La demande de la Commission anticorruption pour obtenir l’autorisation de faire appel devant le Privy Council du jugement de la Cour suprême, autorisant la demande de révision judiciaire du Directeur des poursuites publiques, Me Satyajit Boolell, a été appelée hier devant le chef juge Keshoe Parsad Matadeen. Le DPP, par le biais de l’homme de loi Me Sanjay Buckhory, a soutenu qu’il « résistait à la demande de l’ICAC de faire appel devant le conseil privé ».
Le DPP conteste l’appel de l’ICAC devant le Privy Council et ses avocats ont présenté hier une motion pour demander que les débats dans cette affaire soient entendus.
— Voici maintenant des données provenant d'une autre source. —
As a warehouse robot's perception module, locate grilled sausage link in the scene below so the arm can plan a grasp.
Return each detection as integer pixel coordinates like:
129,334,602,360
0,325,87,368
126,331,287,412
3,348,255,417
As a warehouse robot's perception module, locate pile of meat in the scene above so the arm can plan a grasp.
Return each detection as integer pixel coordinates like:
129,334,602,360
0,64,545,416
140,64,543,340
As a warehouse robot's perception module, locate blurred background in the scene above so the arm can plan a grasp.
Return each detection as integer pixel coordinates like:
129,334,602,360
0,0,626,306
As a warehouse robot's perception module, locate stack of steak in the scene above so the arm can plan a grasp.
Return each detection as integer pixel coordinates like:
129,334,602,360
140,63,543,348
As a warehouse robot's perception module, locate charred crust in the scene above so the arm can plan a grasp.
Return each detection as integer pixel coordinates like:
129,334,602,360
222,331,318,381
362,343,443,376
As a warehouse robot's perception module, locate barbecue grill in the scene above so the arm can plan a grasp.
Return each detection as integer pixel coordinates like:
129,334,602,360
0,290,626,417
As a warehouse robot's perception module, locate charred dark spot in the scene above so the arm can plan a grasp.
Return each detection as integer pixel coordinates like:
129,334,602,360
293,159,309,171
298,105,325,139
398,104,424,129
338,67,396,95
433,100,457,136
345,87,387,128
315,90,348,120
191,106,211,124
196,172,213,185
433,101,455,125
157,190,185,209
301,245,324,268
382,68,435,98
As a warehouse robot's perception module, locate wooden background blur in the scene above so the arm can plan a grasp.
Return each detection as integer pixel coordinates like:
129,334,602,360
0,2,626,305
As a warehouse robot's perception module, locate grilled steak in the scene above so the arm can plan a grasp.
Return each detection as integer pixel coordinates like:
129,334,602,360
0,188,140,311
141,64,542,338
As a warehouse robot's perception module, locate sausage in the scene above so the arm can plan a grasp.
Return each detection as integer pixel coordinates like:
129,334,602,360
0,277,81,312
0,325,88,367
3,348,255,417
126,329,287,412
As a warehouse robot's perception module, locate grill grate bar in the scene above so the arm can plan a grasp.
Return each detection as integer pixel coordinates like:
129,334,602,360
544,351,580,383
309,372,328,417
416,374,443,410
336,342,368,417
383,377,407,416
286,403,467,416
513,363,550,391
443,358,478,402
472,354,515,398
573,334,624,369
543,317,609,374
Le chef juge Keshoe Parsad Matadeen a indiqué qu’il fera connaître la date à laquelle les arguments des différentes parties seront entendus. L’ICAC avait logé sa demande pour obtenir l’autorisation de faire appel devant le Privy Council  en raison du jugement de la Cour suprême, autorisant la demande de révision judiciaire du DPP, Me Satyajit Boolell, contre la décision de l’ICAC de le convoquer “under warning” dans l’affaire Sun Tan.
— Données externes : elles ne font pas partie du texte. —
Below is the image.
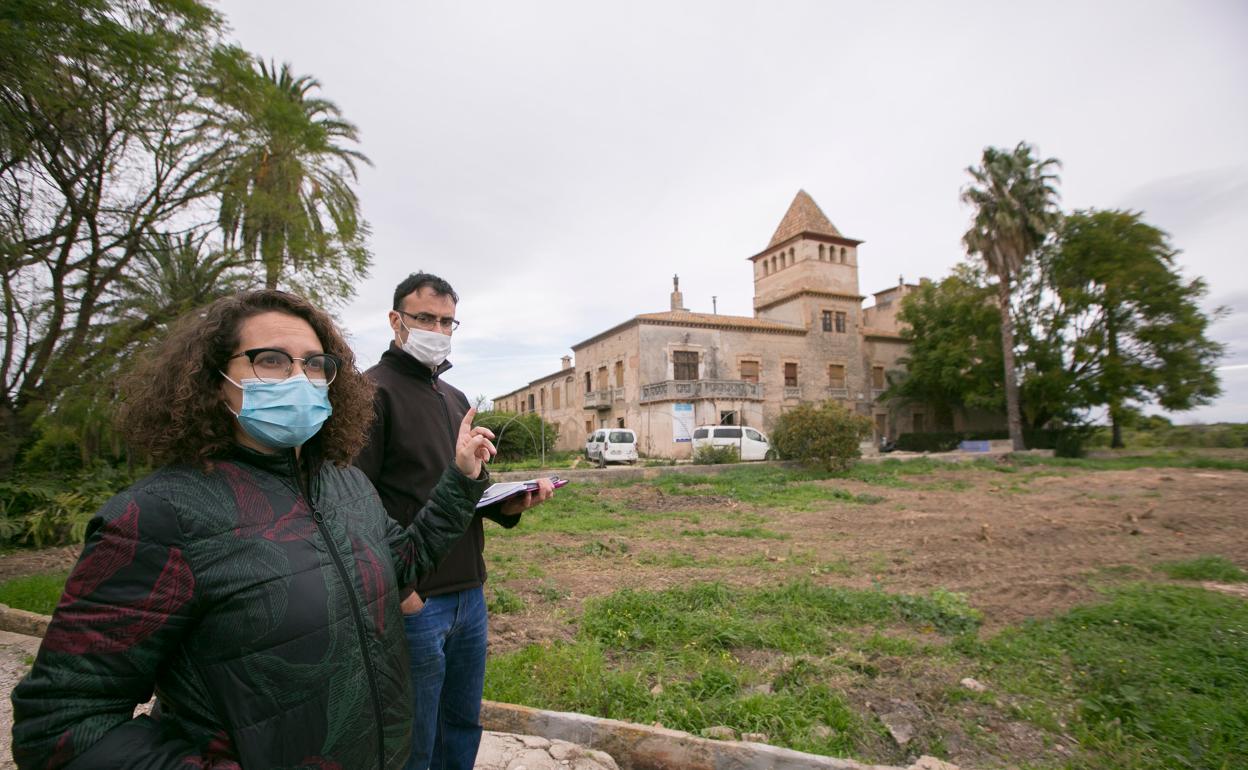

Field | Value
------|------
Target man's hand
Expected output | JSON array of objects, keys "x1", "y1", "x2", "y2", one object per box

[
  {"x1": 499, "y1": 478, "x2": 554, "y2": 515},
  {"x1": 456, "y1": 409, "x2": 498, "y2": 478}
]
Dans ses raisons d’appel, l’ICAC soutient que la Cour suprême « s’est trompée » en statuant que la demande de révision judiciaire du DPP « était justifiée ».?À l’appel de l’affaire hier devant le chef juge, Me Sanjay Buckhory, représentant le DPP, a fait parvenir la position de Me Satyajit Boolell dans un “statement” en cour, faisant comprendre que « le DPP contestait la demande de l’ICAC de faire appel devant le Privy Council ».
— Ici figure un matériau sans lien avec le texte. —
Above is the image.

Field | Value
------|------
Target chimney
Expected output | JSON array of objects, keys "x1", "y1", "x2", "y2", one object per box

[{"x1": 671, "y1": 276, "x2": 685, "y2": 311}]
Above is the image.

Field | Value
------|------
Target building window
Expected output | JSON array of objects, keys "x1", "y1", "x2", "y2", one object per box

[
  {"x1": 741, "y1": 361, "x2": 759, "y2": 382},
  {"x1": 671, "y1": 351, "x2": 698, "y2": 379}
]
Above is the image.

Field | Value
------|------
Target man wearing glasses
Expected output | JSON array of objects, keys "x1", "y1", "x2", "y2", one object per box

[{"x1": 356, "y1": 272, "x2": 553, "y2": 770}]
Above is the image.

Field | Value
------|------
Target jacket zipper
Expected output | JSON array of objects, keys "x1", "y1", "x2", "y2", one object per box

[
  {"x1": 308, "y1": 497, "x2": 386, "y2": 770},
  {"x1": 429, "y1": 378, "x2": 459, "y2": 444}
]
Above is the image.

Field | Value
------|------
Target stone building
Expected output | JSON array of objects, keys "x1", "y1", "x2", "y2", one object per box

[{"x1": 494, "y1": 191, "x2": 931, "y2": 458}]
L’ICAC soutient, entre autres, dans ce cas que la Cour suprême aurait dû comprendre que l’ICAC mène une enquête et que cela « n’a rien à voir » avec les fonctions constitutionnelles du DPP. L’ICAC estime également qu’il « n’y a pas suffisamment de matière dans les arguments du DPP pour justifier une révision judiciaire ».?Le Double Bench, composé du chef juge Keshoe Parsad Matadeen et du juge Asraf Caunhye, avait le 23 juin autorisé le DPP à aller de l’avant avec sa demande de révision judiciaire. Rappelons que Me Satyajit Boolell avait fait cette requête pour contester sa convocation par l’ICAC dans l’affaire Sun Tan. Cette action en cour est dirigée contre l’État et le ministère du Logement et des Terres. Celui-ci avait confié le cas à la Commission anticorruption après que Me Satyajit Boolell, selon l’ICAC, a proposé lors d’une réunion le 19 juillet 2011 que ce ministère se tourne vers le Parquet pour obtenir un nouvel avis sur le montant du loyer que devrait payer la société Sun Tan.